Dubai: Surging oil prices that have been fluctuating in the danger zone between $115 (Dh422) and $120 per barrel over the past few days, combined with rising food and commodities prices, could push inflation and affect the global economic recovery.

Brent crude for April settlement increased 17 cents to $115.59 a barrel on the London-based ICE Futures Europe exchange. Record-breaking gold leapt as high as $1,438.30 per ounce on the London Bullion Market.

Spreading unrest in Libya may have shut in as much as 850,000 to 1 million barrels a day of the country's output, according to the International Energy Agency. Oil price could surge closer to the record high level of $147 if major oil producers stick to their production quotas and fail to reduce the gap left by the crisis in Libya.
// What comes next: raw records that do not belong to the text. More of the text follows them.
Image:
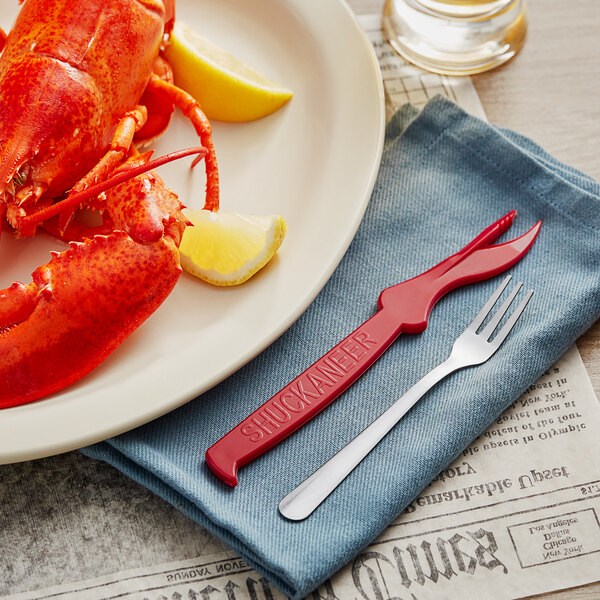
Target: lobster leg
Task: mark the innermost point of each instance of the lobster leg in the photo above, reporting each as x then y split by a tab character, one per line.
192	110
131	122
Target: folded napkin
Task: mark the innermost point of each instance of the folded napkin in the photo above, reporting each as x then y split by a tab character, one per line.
444	177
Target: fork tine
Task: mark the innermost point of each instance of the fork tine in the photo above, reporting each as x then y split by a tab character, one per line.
483	313
491	326
506	328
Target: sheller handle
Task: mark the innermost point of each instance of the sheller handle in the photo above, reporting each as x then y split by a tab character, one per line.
304	397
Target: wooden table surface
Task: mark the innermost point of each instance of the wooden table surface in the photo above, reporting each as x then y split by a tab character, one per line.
549	92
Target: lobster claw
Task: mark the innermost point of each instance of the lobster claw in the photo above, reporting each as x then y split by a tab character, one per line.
87	300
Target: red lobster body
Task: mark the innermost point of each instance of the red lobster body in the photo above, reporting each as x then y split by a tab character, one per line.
74	80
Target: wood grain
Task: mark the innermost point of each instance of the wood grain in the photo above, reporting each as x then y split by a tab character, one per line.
549	92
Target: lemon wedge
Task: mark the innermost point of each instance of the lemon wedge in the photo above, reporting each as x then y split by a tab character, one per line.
226	88
226	248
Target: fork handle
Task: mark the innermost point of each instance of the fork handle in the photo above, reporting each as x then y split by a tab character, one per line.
305	498
304	397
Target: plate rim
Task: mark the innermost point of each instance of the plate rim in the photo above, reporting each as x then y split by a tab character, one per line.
46	448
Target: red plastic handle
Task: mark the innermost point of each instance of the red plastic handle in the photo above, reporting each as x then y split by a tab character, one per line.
304	397
402	307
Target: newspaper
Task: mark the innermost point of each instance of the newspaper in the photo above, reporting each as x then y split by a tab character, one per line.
515	515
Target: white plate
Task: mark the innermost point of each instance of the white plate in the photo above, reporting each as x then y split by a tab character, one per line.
315	161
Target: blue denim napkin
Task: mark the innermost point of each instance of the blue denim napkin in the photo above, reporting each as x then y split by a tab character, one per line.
444	177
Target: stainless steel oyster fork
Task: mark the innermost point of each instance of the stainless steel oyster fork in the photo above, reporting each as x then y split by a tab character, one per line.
472	347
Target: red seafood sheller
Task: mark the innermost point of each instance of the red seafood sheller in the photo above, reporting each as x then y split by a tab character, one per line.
80	84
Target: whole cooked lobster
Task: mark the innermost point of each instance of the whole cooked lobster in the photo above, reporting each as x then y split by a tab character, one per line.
80	82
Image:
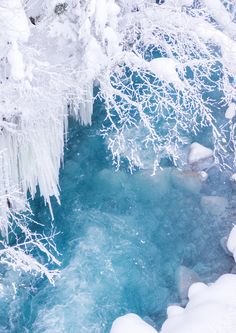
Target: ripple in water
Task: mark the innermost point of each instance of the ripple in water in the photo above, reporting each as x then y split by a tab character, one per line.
124	238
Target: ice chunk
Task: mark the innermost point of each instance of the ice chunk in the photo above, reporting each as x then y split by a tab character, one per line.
174	310
231	111
131	323
187	180
185	278
214	204
231	243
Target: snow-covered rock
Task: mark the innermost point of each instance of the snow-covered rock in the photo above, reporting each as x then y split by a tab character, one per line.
214	204
185	278
131	323
200	157
231	111
187	180
231	243
233	181
223	243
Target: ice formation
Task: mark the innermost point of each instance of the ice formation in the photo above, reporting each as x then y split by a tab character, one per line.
48	72
131	323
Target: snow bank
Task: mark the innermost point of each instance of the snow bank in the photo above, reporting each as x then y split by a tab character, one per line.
131	323
211	309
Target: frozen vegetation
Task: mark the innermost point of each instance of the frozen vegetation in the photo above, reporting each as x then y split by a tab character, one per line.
165	74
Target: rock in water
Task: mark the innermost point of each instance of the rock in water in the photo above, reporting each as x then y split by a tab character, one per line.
214	204
223	243
185	278
200	157
131	323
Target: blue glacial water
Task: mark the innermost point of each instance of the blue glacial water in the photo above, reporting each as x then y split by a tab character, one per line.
123	240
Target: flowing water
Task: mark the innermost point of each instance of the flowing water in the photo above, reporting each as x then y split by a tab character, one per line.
123	241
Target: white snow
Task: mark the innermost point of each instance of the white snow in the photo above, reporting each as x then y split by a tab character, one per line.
211	309
215	205
165	69
233	177
231	111
231	243
131	323
15	59
198	152
185	278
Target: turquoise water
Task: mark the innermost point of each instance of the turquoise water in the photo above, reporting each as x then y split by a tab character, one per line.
123	240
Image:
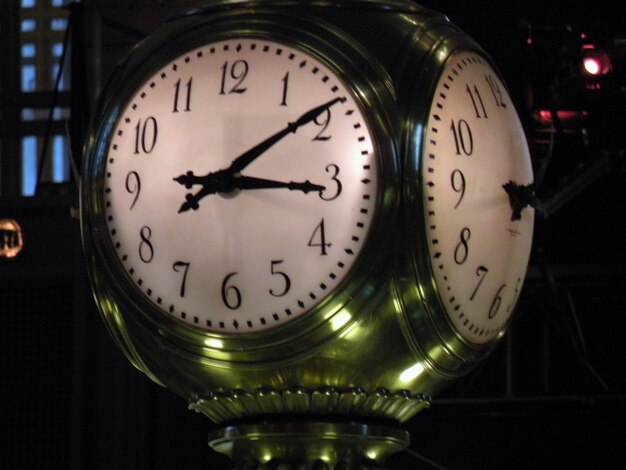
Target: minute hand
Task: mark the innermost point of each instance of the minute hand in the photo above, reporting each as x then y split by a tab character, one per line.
249	156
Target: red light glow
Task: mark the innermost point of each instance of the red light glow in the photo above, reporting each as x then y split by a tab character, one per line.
592	66
595	62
Dominique Strauss-Kahn, head of the International Monetary Fund (IMF), said the economic recovery may be affected if oil prices remain high.
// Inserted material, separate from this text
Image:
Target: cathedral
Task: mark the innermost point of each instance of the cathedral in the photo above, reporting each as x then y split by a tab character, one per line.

"If the oil price remains high for a long time it may affect the recovery, but if it's something that lasts for a couple of weeks the world will be able to handle the situation," Strauss-Kahn said in a speech yesterday.

An increase in Iraqi production also has the potential to radically shift the global outlook for global oil markets and the world economy.

Iraq could steady scene

A 2.5 to 3.5 million bpd increase in Iraq's oil production could counterbalance all of Opec's output quota cuts since 2008.

"If Iraq is able to achieve even half of the production increases officially targeted it could potentially reach 5-6 million bpd of production within the next ten years, benefitting both Iraq and the global economy," Badr Jafar, executive director of the Crescent Group of Companies, explained.

Srinath Manda, programme manager, transportation and logistics practice, Middle East, North Africa and South Asia, Frost & Sullivan, told Gulf News, "The ongoing protests against governments in the Middle Eastern region are likely to have multi-fold negative impact on the transportation and logistics sector in the region and across the world.

"While the disruptions in output in key oil producing nations such as Libya and Oman would first affect the crude oil freight service providers immediately, the subsequent price rise and shortage of fuel supplies in the consuming markets would lead to steep inflation and destabilisation of economies and thereby seriously affect the transportation and logistics service providers too."

GCC's burden

An oil price hike is a double-edged sword for the GCC states. Although inflationary pressures remain a concern, for every dollar increase in oil price, the collective GDP of the GCC states increases by $1 billion, according to estimates.

The IMF reckons MENAP oil exporters' fiscal and external balances will improve markedly in response to rising oil prices — up from $76 in 2010 and $79 in 2011 and oil production levels.

"The combined external current account surplus of these countries is expected to increase to $120 billion in 2010 and $150 billion in 2011 from $70 billion in 2009," IMF said in a recent report.

In the GCC alone, the improvement is estimated at about $50 billion from 2009 to 2011. Oil GDP growth—projected at 3½-4½ per cent in 2010 and 2011—is likely to stay below pre-crisis levels.

Fuel is estimated to account for almost half of the operating cost for a transportation service provider. "Considering that the crude oil price has risen by above one-third of its value between end of December 2010 and early March 2011, assuming even if half the proportion of this rise is passed on to retail markets, it would result in a significant level of burden on the economy," Manda said.

Saj Ahmad, UK-based aviation analyst with FBE Aerospace, said, "We'll see air fares rise, fuel surcharges and baggage fees all steadily rise."